Gempa M5,6 di Simeulue Akibat Subduksi Lempeng Indo-Australia

Simeulue — Gempa bumi berkekuatan magnitudo 5,6 mengguncang wilayah Simeulue, Aceh. Badan meteorologi menyebut gempa tersebut terjadi akibat aktivitas subduksi Lempeng Indo-Australia yang bergerak di bawah lempeng Eurasia di wilayah barat Sumatra.

Getaran gempa dirasakan oleh sebagian masyarakat di wilayah sekitar, namun hingga kini belum ada laporan kerusakan besar maupun korban jiwa.

Aktivitas Subduksi Lempeng

Menurut analisis seismologi, gempa terjadi karena proses subduksi antara Indo-Australian Plate dan Eurasian Plate.

Pergerakan dua lempeng tersebut merupakan salah satu sumber utama aktivitas gempa di kawasan barat Indonesia.

Zona subduksi di sepanjang pantai barat Sumatra memang dikenal aktif secara tektonik.

Getaran Dirasakan Warga

Sejumlah warga di wilayah Simeulue melaporkan merasakan getaran selama beberapa detik.

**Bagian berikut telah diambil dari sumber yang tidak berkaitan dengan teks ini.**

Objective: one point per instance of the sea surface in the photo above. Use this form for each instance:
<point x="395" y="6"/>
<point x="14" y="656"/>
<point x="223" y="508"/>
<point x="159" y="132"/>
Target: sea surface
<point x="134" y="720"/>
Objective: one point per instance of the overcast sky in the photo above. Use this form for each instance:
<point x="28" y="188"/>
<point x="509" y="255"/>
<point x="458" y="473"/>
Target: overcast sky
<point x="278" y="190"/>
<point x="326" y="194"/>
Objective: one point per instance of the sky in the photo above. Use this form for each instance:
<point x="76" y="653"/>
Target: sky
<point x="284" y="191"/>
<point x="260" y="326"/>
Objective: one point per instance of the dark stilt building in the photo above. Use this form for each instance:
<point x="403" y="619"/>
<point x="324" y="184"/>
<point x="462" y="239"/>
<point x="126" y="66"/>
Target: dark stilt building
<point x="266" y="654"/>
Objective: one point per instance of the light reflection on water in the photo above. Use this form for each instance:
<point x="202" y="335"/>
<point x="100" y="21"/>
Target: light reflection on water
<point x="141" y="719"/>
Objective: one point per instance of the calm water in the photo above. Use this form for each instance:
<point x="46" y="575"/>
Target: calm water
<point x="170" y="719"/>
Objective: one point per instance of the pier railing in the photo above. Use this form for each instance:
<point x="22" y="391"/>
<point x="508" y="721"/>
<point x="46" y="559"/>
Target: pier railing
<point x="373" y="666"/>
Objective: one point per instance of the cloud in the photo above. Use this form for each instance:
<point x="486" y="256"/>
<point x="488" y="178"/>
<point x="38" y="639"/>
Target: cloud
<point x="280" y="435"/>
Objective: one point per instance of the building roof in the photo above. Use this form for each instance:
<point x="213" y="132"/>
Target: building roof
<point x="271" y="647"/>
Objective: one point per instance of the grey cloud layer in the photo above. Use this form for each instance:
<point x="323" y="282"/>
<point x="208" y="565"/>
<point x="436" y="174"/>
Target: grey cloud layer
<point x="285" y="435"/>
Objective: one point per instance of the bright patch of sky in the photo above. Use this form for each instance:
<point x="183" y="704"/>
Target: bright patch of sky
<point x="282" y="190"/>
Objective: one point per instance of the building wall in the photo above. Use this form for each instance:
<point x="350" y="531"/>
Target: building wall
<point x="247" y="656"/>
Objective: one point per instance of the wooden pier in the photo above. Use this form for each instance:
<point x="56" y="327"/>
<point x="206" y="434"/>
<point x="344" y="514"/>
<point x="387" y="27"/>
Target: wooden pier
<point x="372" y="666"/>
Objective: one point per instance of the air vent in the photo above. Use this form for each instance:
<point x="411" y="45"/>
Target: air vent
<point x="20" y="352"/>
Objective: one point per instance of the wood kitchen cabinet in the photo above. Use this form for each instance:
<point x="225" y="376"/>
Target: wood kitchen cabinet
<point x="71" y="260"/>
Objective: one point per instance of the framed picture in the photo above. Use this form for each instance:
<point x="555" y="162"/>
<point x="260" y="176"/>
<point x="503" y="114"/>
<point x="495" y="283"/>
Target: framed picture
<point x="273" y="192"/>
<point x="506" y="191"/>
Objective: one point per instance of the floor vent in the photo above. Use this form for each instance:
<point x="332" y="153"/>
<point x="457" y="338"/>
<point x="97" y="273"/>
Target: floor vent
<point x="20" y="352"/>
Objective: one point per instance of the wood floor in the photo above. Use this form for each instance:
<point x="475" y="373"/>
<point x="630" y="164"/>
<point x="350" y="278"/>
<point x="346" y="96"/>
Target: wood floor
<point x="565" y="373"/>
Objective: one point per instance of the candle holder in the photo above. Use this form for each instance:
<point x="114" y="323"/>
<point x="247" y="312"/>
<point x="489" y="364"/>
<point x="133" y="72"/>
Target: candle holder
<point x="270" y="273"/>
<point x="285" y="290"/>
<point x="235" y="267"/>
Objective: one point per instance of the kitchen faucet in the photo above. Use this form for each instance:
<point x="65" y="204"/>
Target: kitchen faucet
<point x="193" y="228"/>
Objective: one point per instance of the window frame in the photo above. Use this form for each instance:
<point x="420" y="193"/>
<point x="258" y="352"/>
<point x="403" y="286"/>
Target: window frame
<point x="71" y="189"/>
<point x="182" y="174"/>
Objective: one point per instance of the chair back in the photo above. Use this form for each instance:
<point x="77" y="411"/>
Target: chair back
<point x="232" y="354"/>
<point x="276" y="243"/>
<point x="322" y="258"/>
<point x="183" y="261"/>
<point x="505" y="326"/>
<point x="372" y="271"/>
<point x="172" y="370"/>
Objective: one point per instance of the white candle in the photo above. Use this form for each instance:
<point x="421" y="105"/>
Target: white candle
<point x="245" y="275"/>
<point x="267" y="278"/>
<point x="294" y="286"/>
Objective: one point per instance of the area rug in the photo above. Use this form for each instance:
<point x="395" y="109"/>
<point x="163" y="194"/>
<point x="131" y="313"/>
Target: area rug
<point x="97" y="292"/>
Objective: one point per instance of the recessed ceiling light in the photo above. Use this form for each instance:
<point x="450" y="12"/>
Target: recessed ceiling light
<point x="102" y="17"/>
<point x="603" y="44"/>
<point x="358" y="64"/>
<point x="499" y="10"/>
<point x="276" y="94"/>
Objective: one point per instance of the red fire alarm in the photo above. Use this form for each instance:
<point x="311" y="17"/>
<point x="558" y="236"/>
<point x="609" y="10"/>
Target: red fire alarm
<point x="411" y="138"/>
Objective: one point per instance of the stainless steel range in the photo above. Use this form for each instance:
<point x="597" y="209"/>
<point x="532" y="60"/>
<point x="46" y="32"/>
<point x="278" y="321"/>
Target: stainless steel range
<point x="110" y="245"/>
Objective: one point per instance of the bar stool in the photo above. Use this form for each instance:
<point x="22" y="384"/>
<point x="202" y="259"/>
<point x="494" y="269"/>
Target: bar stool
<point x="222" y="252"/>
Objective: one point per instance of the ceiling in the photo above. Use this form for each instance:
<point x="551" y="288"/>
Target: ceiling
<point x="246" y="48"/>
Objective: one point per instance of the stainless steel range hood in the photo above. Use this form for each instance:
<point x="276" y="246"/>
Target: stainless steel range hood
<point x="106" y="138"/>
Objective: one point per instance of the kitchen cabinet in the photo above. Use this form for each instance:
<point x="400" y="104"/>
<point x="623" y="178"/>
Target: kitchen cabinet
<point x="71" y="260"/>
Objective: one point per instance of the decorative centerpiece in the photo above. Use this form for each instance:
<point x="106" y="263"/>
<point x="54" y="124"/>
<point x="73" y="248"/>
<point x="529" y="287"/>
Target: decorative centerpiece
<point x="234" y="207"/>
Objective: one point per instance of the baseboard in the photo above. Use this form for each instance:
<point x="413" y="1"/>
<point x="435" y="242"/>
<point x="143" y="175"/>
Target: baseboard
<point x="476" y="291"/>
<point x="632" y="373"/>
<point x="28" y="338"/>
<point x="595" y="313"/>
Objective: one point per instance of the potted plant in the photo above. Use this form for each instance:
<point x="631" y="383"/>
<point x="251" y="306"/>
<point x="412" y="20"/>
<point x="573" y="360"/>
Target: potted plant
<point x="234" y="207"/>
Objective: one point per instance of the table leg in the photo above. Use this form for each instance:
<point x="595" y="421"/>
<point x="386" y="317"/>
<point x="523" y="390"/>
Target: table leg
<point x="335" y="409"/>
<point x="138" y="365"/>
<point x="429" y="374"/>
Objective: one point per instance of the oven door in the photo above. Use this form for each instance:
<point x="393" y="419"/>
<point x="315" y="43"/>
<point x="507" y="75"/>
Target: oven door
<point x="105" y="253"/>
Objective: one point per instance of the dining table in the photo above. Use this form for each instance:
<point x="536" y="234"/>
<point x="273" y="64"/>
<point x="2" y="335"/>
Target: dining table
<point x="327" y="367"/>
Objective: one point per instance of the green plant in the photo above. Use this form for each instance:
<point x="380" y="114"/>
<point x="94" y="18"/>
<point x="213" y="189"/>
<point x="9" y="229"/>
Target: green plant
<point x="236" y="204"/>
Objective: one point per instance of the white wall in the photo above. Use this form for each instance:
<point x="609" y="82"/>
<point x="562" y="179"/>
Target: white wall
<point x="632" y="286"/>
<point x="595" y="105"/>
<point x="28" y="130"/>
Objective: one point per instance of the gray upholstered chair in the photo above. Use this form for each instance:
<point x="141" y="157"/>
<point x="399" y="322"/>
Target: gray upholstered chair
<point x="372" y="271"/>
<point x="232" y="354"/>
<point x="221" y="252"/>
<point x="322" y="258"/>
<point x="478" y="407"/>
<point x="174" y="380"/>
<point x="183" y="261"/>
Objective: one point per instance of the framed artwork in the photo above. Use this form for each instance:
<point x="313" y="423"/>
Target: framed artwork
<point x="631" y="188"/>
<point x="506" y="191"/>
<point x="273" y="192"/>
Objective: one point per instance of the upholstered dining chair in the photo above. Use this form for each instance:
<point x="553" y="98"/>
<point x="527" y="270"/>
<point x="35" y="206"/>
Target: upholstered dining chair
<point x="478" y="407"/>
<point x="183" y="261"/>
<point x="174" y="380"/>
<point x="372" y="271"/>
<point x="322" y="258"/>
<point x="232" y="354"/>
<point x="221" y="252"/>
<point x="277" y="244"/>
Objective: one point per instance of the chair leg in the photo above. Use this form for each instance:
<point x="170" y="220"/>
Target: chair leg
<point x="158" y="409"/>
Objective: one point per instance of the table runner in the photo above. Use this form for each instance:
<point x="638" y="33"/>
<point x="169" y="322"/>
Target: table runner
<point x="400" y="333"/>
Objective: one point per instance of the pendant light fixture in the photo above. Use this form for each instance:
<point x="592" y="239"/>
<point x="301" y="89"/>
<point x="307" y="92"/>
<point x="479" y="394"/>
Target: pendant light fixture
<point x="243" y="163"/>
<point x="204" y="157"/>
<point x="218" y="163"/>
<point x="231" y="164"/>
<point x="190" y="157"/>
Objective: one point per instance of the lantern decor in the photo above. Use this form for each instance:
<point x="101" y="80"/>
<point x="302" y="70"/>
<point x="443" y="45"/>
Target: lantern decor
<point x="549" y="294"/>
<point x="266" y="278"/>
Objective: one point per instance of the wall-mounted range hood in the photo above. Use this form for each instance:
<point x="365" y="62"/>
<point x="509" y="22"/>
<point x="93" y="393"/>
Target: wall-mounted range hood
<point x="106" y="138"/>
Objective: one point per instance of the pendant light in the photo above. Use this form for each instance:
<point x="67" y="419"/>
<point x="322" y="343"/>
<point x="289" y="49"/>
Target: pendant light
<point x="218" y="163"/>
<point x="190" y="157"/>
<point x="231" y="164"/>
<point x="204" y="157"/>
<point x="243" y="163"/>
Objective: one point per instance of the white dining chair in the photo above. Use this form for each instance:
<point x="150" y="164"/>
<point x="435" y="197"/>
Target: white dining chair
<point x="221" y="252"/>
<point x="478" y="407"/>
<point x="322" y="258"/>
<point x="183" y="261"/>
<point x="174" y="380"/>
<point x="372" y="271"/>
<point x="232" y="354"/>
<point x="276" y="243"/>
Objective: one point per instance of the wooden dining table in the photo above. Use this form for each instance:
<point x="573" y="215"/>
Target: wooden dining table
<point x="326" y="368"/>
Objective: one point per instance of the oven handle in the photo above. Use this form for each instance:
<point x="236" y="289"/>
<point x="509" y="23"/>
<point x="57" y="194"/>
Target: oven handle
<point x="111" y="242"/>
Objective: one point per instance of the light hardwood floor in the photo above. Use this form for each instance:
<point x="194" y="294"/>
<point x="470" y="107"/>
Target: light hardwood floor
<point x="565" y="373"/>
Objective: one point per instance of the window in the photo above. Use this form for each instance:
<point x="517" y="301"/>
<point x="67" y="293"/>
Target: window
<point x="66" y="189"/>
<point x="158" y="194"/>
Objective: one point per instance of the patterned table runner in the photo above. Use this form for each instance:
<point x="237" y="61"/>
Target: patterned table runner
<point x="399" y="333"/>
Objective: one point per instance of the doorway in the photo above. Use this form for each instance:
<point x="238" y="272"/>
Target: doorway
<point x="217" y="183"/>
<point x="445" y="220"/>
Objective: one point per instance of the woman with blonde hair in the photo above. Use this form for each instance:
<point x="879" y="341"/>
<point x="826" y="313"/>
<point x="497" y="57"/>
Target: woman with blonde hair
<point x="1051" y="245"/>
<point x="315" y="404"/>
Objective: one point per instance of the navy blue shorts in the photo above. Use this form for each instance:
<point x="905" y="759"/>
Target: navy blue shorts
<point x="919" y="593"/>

Meski demikian, getaran tidak berlangsung lama dan masyarakat tetap menjalankan aktivitas seperti biasa setelah gempa mereda.

Petugas setempat juga melakukan pemantauan untuk memastikan kondisi tetap aman.

Tidak Berpotensi Tsunami

Otoritas pemantau gempa menyatakan bahwa gempa tersebut tidak berpotensi menimbulkan tsunami.

Hal ini karena pusat gempa berada pada kedalaman tertentu dan tidak memicu pergeseran besar di dasar laut.

Meski demikian, masyarakat tetap diimbau untuk tetap tenang dan waspada terhadap kemungkinan gempa susulan.

Wilayah Rawan Gempa

Wilayah Aceh dan sepanjang pantai barat Sumatra termasuk kawasan yang sering mengalami aktivitas gempa bumi.

Hal ini disebabkan oleh posisi geografis Indonesia yang berada di pertemuan beberapa lempeng tektonik dunia.

Karena itu, pemantauan aktivitas seismik di kawasan ini terus dilakukan oleh lembaga terkait.

Imbauan bagi Masyarakat

Masyarakat diminta untuk tetap waspada terhadap potensi gempa bumi yang dapat terjadi sewaktu-waktu.

Selain itu, warga juga diimbau memahami langkah-langkah keselamatan saat terjadi gempa.

Kesiapsiagaan dinilai menjadi faktor penting untuk meminimalkan risiko jika terjadi bencana alam.